To directly load the data, use the following (or a slightly modified version depending on your operating system):

download.file("https://stat.duke.edu/courses/Fall14/sta112.01/data/wc14.csv", destfile = "wc14.csv", method = "curl")
wc14 = read.csv("wc14.csv")

Task 1: Visualization

The project is very open ended. You should create somekind of compelling visualization(s) of this data in R. There is no limit on what tools or packages you may use, the only requirement is that code and results must be entirely self contained in your R markdown file. For example there are many different ways to plot in R (e.g. base graphics, ggplot, etc.) and there are many additional packages that are focused for specific types of data and visualization tasks. See here, here and here for brief introductions to some of R’s visualization capabilities. You can even create interactive graphics, or webapps using R.

You do not need to use all of the data, you are welcome to focus on a single player or single team, or any combination there of. A single high quality visualization will receive a much higher grade than a large number of poor quality visualizations.

The visualization you produce should include another brief write up giving the context of your visualization and why you believe it is compelling.

Task 2: Inference and/or modeling

While we have “population” data from all goals scored in World Cup 2014, these data still represent a random instance of the teams’ performance over time. Pose (at least two) questions that can be answered using inference and modeling tools we have learned about in class, and answer them. Make sure that your research questions are clearly stated, the methods you’re using briefly discussed, and conclusions are in context of the data.

Submission and grading

This homework is due by class on Tuesday, October 21. On Sakai, submit:

  1. a fully reproducible R Markdown file
  2. the resulting HTML file
  3. your presentation

You are to complete the assignment as a group. All team members are expected to contribute equally to the completion of this assignment and group assessments will be given at its completion - anyone judged to not have sufficient contributed to the final product will have their grade penalized. While different teams members may have different backgrounds and abilities, it is the responsibility of every team member to understand how and why all code and approaches in the assignment works.

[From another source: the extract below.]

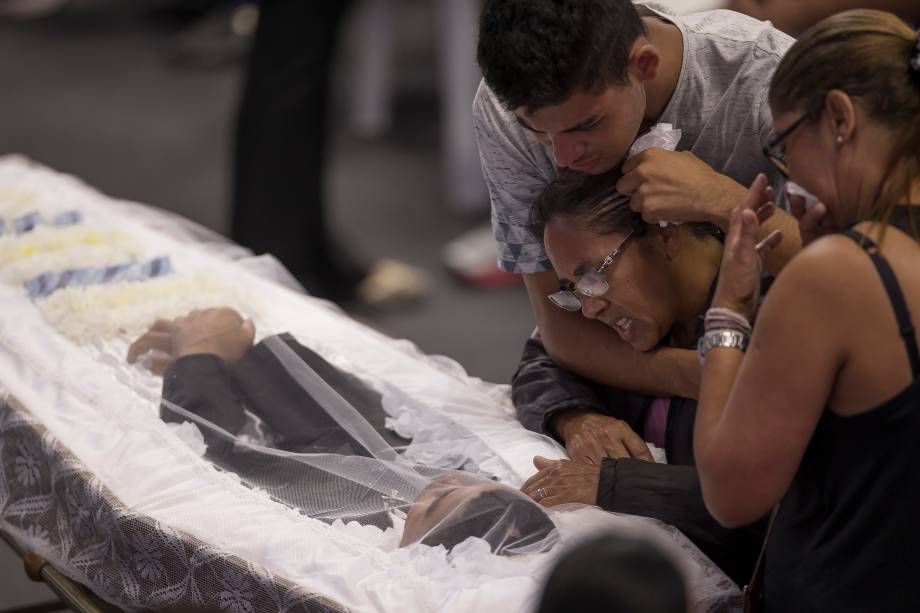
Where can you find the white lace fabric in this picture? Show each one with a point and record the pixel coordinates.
(94, 480)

The final products for this assignment are a single R Markdown file (formated to clearly present all of your code and results) as well as a presentation of 10 minutes maximum. Style and format does count for this assignment, so please take the time to make sure everything looks good and your data and code are properly formated.

For this class I will not enforce any particular coding style, however it is important that the code you and your team produces is readable and consistent in its formating. There are several R style guides online, e.g. from Google and from Hadley Wickham. As a group you should decide on what conventions you will use and the entire team should conform to them as much as possible.

You can use any software you like for your final presentation. (Note that you can create slides using R Markdown as well.) There isn’t a limit to how many slides you can use, just a time limit (10 minutes total). Each team member should get a chance to speak during the presentation. Your presentation should not just be an account of everything you tried (“then we did this, then we did this, etc.”), instead it should convey what choices you made, and why, and what you found.